Dans les constructions importantes, on employait les deux sortes de briques ; plus fréquemment à Babylone qu’à Ninive. Le peuple se contentait de la brique crue ; mais pour les fondations et le revêtement des murs des temples, des palais, des remparts, on se servait de briques cuites, plus résistantes à l’action de l’eau ; car il y avait à craindre les infiltrations dans un terrain sillonné de nombreux cours d’eau, et à certaines époques de l’année les pluies torrentielles prolongées menaçaient d’amollir et de désagréger les murs, formés de simples briques crues.
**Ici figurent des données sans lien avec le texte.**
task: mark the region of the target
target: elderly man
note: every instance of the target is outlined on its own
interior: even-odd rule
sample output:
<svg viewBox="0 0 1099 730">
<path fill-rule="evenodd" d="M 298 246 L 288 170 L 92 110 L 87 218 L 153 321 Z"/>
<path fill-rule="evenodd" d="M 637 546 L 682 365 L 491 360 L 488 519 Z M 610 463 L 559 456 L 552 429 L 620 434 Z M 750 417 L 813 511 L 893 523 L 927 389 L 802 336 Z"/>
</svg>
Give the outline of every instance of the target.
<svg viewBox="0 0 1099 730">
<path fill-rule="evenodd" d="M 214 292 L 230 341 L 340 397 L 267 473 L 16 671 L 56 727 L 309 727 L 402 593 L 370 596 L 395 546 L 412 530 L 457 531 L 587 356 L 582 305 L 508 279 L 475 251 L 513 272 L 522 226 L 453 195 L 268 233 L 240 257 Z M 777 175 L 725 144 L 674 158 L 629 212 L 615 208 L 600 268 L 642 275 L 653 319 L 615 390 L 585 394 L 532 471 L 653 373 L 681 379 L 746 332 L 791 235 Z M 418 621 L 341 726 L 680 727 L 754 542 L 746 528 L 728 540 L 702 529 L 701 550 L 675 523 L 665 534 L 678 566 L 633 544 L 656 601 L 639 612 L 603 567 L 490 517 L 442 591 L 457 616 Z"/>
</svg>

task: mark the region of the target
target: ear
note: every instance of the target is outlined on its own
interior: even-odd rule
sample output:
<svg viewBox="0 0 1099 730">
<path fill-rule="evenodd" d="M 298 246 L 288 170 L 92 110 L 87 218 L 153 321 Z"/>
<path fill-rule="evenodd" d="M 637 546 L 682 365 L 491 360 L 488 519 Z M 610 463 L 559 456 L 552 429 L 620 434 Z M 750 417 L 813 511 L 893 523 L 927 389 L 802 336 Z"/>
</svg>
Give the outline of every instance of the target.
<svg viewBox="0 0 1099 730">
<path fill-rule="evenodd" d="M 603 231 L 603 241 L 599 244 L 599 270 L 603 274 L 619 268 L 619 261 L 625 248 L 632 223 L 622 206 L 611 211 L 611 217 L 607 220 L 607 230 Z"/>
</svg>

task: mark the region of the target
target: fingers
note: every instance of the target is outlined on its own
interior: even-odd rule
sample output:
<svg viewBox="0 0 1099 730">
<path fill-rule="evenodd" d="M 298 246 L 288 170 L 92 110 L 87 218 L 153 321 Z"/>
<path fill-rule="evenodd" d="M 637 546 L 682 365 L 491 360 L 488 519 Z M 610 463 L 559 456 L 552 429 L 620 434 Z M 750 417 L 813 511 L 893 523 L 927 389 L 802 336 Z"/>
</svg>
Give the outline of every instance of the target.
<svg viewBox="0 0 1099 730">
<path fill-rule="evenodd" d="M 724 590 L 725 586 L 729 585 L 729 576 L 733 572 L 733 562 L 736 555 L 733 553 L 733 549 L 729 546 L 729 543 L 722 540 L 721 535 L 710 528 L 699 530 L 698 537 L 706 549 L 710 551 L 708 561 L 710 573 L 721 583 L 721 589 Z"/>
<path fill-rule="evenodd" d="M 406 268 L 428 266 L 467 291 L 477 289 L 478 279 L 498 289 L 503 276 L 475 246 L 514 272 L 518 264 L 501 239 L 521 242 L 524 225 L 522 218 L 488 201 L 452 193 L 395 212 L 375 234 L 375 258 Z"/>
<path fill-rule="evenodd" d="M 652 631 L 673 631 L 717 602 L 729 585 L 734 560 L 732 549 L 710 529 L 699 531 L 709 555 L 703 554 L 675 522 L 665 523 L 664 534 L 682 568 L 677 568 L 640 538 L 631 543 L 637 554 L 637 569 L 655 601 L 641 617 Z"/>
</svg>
Pour relier entre elles les briques, on se contentait souvent, en Assyrie, de l’humidité des parois de la brique crue, qui, avec la charge qu’elle supportait produisait une adhérence suffisante. Mais, en Chaldée, on employait divers ciments : un simple mortier d’argile pour l’intérieur des maisons ou les murs peu soignés, Layard, Discoveries, p. 503 ; ou bien un ciment à la chaux très adhérent dans les grands édifices, comme à Birs-Nimroud, Layard, Discoveries, p. 499, 506 ; ou encore un mélange de cendre et de chaux, comme à Mughéïr, où l’on continue à l’employer sous le nom de charour. Taylor, Notes on the ruins of Muqeyr, dans le Journal of the royal asiatic Society, t. xv, p. 261. Mais pour avoir une solidité à toute épreuve, on avait un ciment naturel et caractéristique de la Chaldée, le bitume (col. 1349 et 1799). De plus, des lits de roseaux, placés à intervalles réguliers, servaient à maintenir plus de solidité et de cohésion entre les différentes couches de briques. On l’a constaté plus d’une fois dans les ruines (col. 1353), et Hérodote, i, 170, l’avait remarqué à Babylone. « À mesure, dit-il, qu’on creusait les fossés, on en convertissait la terre en briques, et, lorsqu’il y en eut une quantité suffisante, on les fit cuire dans les fourneaux. Ensuite pour mortier on employa le bitume chaud, et de trente couches en trente couches de briques on mit des lits de roseaux entrelacés ensemble. » Cf. Perrot, Histoire de l’art, t. ii, p. 113-122, 156-158.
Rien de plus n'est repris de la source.